India's Financial Intelligence Unit (FIU) has introduced stricter rules for crypto platforms. As a result, identity verification requirements for users across the country have been significantly tightened.

According to the new rules, regulated crypto exchanges must verify users with live selfie authentication and capture geographic location during the registration process.

India’s stricter verification standards focus on deepfakes and static images

The latest FIU rules go beyond simply checking documents. Exchanges must now use live selfie verification, requiring users to make dynamic movements such as blinking or turning their head.
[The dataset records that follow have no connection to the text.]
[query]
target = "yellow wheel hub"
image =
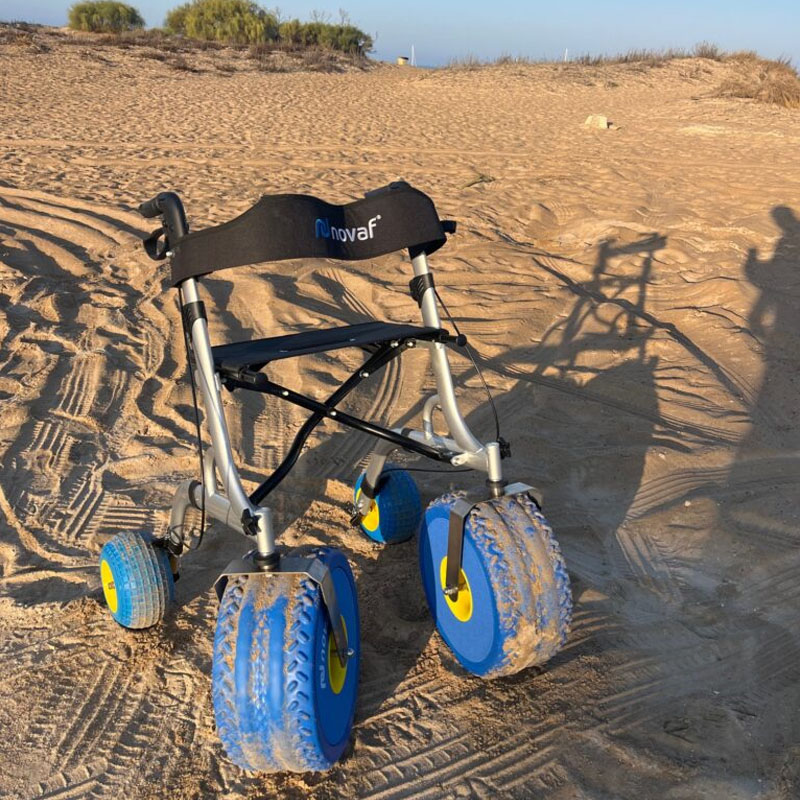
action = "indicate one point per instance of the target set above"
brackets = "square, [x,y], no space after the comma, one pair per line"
[462,606]
[336,672]
[372,518]
[109,589]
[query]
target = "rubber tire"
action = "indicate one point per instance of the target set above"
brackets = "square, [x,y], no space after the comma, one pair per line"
[398,505]
[142,579]
[274,705]
[520,592]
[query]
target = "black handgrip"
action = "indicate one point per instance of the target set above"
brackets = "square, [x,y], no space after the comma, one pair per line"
[168,206]
[150,208]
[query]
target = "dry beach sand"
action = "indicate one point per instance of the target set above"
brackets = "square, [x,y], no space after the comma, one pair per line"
[635,296]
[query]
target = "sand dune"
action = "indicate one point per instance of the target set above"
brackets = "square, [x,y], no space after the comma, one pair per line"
[634,297]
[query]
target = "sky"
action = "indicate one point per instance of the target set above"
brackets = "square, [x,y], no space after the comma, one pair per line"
[447,29]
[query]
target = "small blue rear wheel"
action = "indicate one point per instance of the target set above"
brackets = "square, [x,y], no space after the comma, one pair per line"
[514,606]
[395,513]
[282,699]
[137,579]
This aims to prevent static photos or deepfakes from bypassing identity checks.

As noted by the Times of India, platforms must collect additional data during account creation, including latitude and longitude, date, time, and IP address.
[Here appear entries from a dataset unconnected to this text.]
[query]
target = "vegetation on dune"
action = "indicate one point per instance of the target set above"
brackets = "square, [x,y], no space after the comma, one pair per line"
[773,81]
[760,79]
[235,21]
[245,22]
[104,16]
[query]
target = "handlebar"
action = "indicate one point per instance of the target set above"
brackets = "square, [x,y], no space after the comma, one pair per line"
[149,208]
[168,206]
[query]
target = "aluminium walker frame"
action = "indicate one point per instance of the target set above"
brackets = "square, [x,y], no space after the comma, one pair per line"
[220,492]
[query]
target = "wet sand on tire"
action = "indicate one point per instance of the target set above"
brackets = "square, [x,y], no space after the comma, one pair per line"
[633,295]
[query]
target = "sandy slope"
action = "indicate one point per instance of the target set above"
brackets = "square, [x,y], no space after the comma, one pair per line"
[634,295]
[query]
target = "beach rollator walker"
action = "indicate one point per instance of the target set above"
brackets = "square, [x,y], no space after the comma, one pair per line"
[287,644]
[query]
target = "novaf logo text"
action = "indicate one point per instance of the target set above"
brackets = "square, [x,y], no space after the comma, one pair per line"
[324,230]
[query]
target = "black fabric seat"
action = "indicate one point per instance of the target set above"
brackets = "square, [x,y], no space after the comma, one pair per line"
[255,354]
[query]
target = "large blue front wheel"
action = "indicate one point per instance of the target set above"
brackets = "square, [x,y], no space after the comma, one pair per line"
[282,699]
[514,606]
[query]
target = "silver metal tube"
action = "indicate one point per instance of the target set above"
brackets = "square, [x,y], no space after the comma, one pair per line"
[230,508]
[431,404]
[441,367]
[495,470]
"The crypto exchange must also ensure that the customer whose data is provided during account creation is indeed the same person using the application and carrying out the process themselves," according to the guidelines.

The rules also tighten documentation requirements. In addition to a Permanent Account Number (PAN), users must provide a second form of identification. This may include: a passport, Aadhaar card (a 12-digit unique identity number issued by the Indian government), or a voter ID card.

In addition, email addresses and mobile numbers are verified using one-time password (OTP) authentication for extra security. Using the 'penny-drop' method—where a small bank transfer of 1 rupee is made—verifies that the account truly belongs to the user.

Users classified as high risk will, under the new FIU rules, face more frequent and stricter controls. This includes individuals with ties to tax havens, countries on the Financial Action Task Force (FATF) grey or black lists, politically exposed persons (PEPs), or non-profit organizations.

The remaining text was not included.